I see the zone that de-nitrification occurs in to be somewhat broader and grouped under faculative bacteria. Bob Goemns in his books and articles on live sand secrets separates the anaerobic bacteria from the faculative in efficiency as faculative bacteria chemistry is 100 times more efficient at nitrate processing. I did not understand the chemistry equation that he used in his book. In NNR techniques, Bob Goemns relied exclusively on bacteria while Ron Schimck and Rob Toonen relied on micro fauna and fana in sand beds.

[Subsea]

With increased circulation, the difference between ammonia processing of the other substrates are approaching the live rock. One other impediment to ammonia processing by substrate is nuisance microalgae covering some of the sand bed. This same micro algae is growing in all tanks due to filtered sunlight inside porch. Samples sent to measure ammonia, nitrite and nitrate.

 

I fell that insufficient circulation was the big problem. However, nuisance micro algae can skew ammonia processing by bacteria in two ways. It can inhibit nutrient rich water from reaching substrate surfaces and it will remove ammonia from bulk water column. As long as the algae film is consistent in all study tanks, we will press on.

Patrick

[Subsea]

Some specific updates/ my measurements

 

8. Control tank is maxed out with 8ppm NH4 and 150ppm nitrate after adding 34ml of NH4

7. Rock rubble is maxed out on nitrate at 100ppm. NH4 is 0ppm after adding 56ml of NH4

6. Live rock has processed 94 ml of NH4. NH4 at <.5ppm and nitrate is at 15ppm

5. Ceramic rock has processed 28ml of NH4. NH4 at 4ppm and nitrate at 20ppm

4. Sponge Bob has processed 72ml of NH4. NH4 at 0ppm and nitrate at 20ppm

3. Bioballs have processed 42ml of NH4. NH4 is at .5ppm and nitrate is at 20 ppm

2. Oolite sand has processed 54ml of NH4. NH4 is at 4ppm and nitrate is at 15ppm.

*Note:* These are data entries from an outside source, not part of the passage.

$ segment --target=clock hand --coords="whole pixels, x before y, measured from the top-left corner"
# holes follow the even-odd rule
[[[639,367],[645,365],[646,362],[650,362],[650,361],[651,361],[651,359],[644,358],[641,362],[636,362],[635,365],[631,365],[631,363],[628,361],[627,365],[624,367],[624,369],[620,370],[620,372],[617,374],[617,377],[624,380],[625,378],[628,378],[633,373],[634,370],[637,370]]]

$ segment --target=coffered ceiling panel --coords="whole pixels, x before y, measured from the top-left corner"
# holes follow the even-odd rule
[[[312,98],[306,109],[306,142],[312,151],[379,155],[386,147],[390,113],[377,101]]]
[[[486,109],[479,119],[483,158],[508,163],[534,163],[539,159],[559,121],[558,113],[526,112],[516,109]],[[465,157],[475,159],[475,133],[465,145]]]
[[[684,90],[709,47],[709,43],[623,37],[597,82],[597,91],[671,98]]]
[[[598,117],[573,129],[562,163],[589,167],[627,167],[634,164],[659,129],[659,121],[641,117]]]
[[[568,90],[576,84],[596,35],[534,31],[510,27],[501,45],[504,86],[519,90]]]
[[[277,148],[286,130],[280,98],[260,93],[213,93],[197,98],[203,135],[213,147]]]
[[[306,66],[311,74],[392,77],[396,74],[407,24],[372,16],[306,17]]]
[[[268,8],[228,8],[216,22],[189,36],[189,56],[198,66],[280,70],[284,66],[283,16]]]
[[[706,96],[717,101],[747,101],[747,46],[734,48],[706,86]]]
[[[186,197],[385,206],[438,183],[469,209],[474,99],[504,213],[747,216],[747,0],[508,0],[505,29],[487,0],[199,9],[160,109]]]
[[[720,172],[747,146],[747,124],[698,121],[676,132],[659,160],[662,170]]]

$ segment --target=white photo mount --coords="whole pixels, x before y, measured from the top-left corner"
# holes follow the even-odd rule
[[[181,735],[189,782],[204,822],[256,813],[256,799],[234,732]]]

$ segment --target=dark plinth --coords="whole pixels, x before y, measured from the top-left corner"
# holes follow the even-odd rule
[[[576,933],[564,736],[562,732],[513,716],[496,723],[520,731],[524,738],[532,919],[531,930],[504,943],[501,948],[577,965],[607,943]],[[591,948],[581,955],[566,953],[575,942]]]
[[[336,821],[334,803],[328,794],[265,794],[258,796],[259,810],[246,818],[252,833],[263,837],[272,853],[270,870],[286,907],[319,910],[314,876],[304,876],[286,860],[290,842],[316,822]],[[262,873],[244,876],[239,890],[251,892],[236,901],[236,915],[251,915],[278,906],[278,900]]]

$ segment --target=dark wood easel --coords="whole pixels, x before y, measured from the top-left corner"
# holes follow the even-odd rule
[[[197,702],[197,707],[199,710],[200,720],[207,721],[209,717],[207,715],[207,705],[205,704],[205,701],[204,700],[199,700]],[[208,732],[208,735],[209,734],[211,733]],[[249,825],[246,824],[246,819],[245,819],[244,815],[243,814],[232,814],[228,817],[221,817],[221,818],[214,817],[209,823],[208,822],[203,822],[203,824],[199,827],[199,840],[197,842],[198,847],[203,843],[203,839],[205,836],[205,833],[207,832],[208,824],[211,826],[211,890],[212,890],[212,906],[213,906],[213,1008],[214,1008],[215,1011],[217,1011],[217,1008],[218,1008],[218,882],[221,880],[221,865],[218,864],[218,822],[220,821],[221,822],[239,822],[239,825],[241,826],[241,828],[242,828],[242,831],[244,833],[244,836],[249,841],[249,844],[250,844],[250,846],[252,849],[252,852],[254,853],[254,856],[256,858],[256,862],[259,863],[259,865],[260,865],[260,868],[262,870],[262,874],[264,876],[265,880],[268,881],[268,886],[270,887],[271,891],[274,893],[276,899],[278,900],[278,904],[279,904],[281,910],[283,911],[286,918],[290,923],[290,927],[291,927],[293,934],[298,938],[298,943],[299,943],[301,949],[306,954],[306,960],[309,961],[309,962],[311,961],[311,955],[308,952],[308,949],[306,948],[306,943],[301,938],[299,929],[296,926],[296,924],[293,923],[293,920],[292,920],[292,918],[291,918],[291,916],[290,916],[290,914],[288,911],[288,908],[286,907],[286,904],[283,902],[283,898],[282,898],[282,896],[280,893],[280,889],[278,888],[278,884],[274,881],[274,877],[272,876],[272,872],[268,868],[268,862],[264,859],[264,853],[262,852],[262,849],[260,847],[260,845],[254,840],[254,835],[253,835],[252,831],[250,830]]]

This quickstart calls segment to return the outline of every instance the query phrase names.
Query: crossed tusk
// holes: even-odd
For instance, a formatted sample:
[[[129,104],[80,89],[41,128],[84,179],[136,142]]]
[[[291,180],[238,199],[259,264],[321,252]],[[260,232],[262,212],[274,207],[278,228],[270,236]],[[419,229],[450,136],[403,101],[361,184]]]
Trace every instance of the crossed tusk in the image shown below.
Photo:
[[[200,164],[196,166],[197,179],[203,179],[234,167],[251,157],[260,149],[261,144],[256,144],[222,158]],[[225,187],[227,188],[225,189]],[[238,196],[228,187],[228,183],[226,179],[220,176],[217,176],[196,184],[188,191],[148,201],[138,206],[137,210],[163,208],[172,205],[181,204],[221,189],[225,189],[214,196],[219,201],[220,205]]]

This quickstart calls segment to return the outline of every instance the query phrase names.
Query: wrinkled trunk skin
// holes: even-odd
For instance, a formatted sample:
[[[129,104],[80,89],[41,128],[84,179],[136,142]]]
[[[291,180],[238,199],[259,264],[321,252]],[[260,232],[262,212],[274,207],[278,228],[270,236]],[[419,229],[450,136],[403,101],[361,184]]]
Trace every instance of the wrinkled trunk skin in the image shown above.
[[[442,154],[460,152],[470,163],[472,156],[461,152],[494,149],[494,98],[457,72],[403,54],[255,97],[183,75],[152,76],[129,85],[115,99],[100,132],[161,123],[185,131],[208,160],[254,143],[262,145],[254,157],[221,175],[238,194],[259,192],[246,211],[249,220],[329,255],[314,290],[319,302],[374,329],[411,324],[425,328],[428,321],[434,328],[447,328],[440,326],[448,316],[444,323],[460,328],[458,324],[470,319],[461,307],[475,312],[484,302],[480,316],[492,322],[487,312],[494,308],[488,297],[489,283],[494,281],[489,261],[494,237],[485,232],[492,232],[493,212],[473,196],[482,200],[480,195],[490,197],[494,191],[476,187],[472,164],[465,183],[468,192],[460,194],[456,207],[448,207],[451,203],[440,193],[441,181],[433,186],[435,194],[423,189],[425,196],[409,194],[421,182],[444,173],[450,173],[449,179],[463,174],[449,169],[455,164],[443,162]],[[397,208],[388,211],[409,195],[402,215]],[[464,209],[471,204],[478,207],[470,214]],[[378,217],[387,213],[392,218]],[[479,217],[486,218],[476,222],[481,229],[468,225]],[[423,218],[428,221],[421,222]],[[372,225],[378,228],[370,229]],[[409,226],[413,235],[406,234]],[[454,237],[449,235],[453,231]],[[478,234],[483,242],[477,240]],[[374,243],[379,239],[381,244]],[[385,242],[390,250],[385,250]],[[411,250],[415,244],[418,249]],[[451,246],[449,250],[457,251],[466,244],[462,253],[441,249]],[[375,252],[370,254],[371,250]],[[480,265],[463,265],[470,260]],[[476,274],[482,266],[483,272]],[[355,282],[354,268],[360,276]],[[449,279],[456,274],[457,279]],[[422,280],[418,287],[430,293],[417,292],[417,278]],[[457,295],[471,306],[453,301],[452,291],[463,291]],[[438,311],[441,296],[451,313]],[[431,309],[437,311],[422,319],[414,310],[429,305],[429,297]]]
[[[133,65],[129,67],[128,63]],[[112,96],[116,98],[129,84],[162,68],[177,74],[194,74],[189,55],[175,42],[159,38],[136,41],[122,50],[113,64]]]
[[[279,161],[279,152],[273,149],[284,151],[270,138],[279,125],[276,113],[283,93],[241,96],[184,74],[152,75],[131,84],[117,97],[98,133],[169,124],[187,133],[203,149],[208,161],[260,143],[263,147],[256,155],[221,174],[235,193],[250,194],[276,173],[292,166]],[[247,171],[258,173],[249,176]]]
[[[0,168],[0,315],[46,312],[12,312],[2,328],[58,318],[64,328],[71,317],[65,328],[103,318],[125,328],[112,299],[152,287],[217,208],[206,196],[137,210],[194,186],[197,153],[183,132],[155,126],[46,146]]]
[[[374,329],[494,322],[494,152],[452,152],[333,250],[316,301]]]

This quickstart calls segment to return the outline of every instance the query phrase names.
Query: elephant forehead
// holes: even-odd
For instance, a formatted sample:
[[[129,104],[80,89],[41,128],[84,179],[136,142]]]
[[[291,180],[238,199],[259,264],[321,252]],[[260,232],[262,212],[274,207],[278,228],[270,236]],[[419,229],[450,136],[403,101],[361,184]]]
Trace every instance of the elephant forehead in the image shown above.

1. Coarse sand has processed 56ml of NH4. NH4 at 1ppm and nitrate at 20ppm.

[tibbsy07]

Great, thanks for the update!

[Subsea]

I expect Ward Lab results back today: ammonia, nitrite, nitrate.

 

General comments:

 

Bioballs and rock rubble both started out slow. In fact each contributed ammonia into the water. The bioballs were used and not thoroughly cleaned. The rock rubble was purchased from BRS and was a 10lb package with an assortment of all the dry rock they sell. At present it is processing 20ml of ammonia a day.

 

Tied for second place is bioballs and Sponge Bob, each at 12 ml/day.

 

Live rock fluctuates between 10-12 ml/day.

 

Coarse diver collected substrate is processing 8 ml/day. Dry oolite sand is processing 4-6 ml/day. I contribute this poor showing to nuisance micro algae which is clogging up the substrate. Early in the study, I decided I would not remove this complication. In a healthy aquarium the janitors would do this.

 

The four study tanks with the least amount of micro algae are rock rubble, live rock, bio balls and Sponge Bob, in that order. Sponge Bob has moved ahead of live rock in processing ammonia per day at 12ml/day compared to 10 ml/day and I expect it to exceed live rock in total ammonia processed later this week.

 

If the trend continues, I expect bioballs to exceed live rock in ammonia processing and perhaps nitrate processing. I find this very surprising with 1 lb of bioballs to 10 lbs of live rock.

 

Untill later,

Patrick

[tibbsy07]

What exactly is sponge bob, again?

[Subsea]

Sponge Bob is represented by two sponge filters. One was the sponge removed from AC50 HOB and one that you would see in a 10G fresh water tank with an air uplift tube.

 

Without a doubt, nitrate is being processed in this study tank.

[tibbsy07]

Sponge Bob is represented by two sponge filters. One was the sponge removed from AC50 HOB and one that you would see in a 10G fresh water tank with an air uplift tube.

 

Without a doubt, nitrate is being processed in this study tank.

Are they just in the tank or are they in an HOB?

[Subsea]

In the tank. The sponge with the air uplift tube has water passing thru it. The other sponge has passive circulation which is the same as the other media.